= SOLO-TREC =

The SOLO-TREC (Sounding Oceanographic Lagrangrian Observer Thermal RECharging) is a profiling float that uses a novel thermal recharging engine powered by the natural temperature differences found at different ocean depths to cycle up and down in the ocean. The research and prototype were developed by researchers at the Jet Propulsion Laboratory in Pasadena, California, and the Scripps Institution of Oceanography in San Diego. The project name stands for "Sounding Oceanographic Lagrangrian Observer Thermal RECharging" vehicle.

==History==
Research and technology development for SOLO-TREC began in 2004 with funding provided by JPL Research & Technology Development program (2005–2007) and the Office of Naval Research (2008–2010). On November 30, 2009, the first SOLO-TREC prototype was deployed 161 kilometers southwest of Honolulu by a group of scientists and engineers from JPL and Scripps.

==Design==
The original prototype weighed 84 kilograms, dived autonomously to depths of 500 meters, and generated 1.7 watt-hours of energy per dive. SOLO-TREC draws upon the ocean's thermal energy as it alternately encounters warm surface water and colder conditions at depth.

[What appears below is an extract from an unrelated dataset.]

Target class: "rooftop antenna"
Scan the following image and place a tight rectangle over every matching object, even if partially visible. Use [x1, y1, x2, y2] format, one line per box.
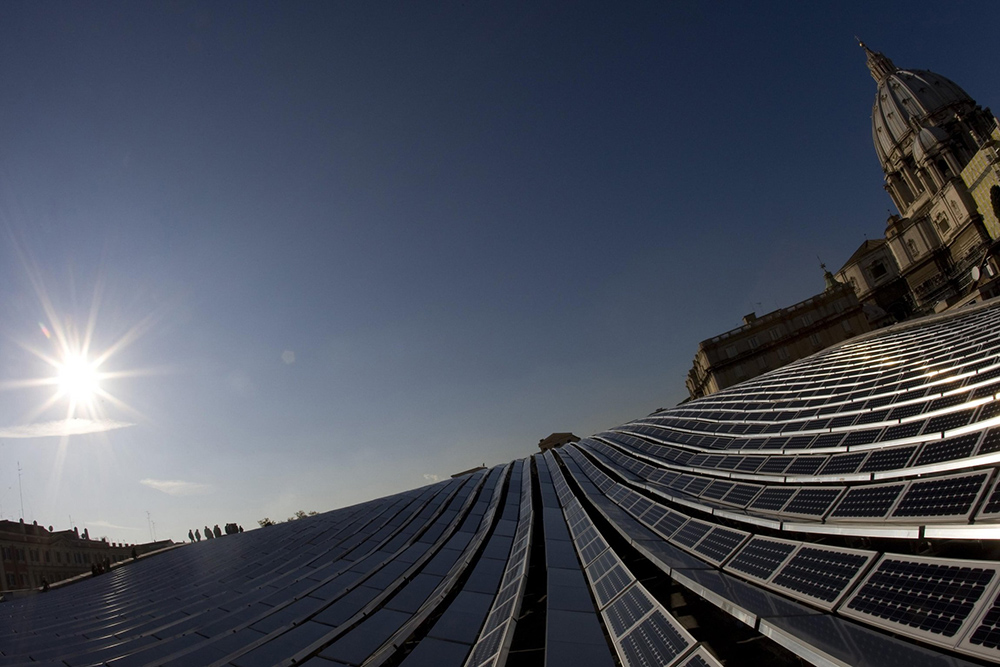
[17, 461, 24, 521]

Key to its operation are the carefully selected waxy substances known as phase-change materials that are contained in 10 external tubes, which house enough material to allow net power generation. As the float surfaces and encounters warm temperatures, the material melts and expands; when it dives and enters cooler waters, the material solidifies and contracts. The expansion of the wax pressurizes oil stored inside the float. This oil periodically drives a hydraulic motor that generates electricity and recharges the vehicle's batteries. Energy from the rechargeable batteries powers the float's hydraulic system, which changes the float's volume (and hence buoyancy), allowing it to move vertically.

==Recent Developments==
SOLO-TREC has completed more than 450 dives from the ocean surface to a depth of 500 meters (1,640 feet) and is reporting temperature and salinity profiles three times per day. Designers control the depth to which the instrument dives through its hydraulic system. Its thermal recharging engine produces about 1.7 watt-hours, or 6,100 joules, of energy per dive, enough electricity to operate the vehicle’s science instruments, GPS receiver, communications device and buoyancy-control pump. SOLO-TREC has the potential to replace current ocean monitoring currently done by 3,200 battery-powered Argo floats deployed previously to measure temperature, salinity, and velocity. The US Navy is also exploring the use of thermal recharging technology for the next generation of autonomous submersible vehicles. Scalable for use on most robotic oceanographic vehicles, this technology breakthrough could usher in a new generation of autonomous underwater vehicles capable of virtually indefinite ocean monitoring for climate and marine animal studies, exploration and surveillance.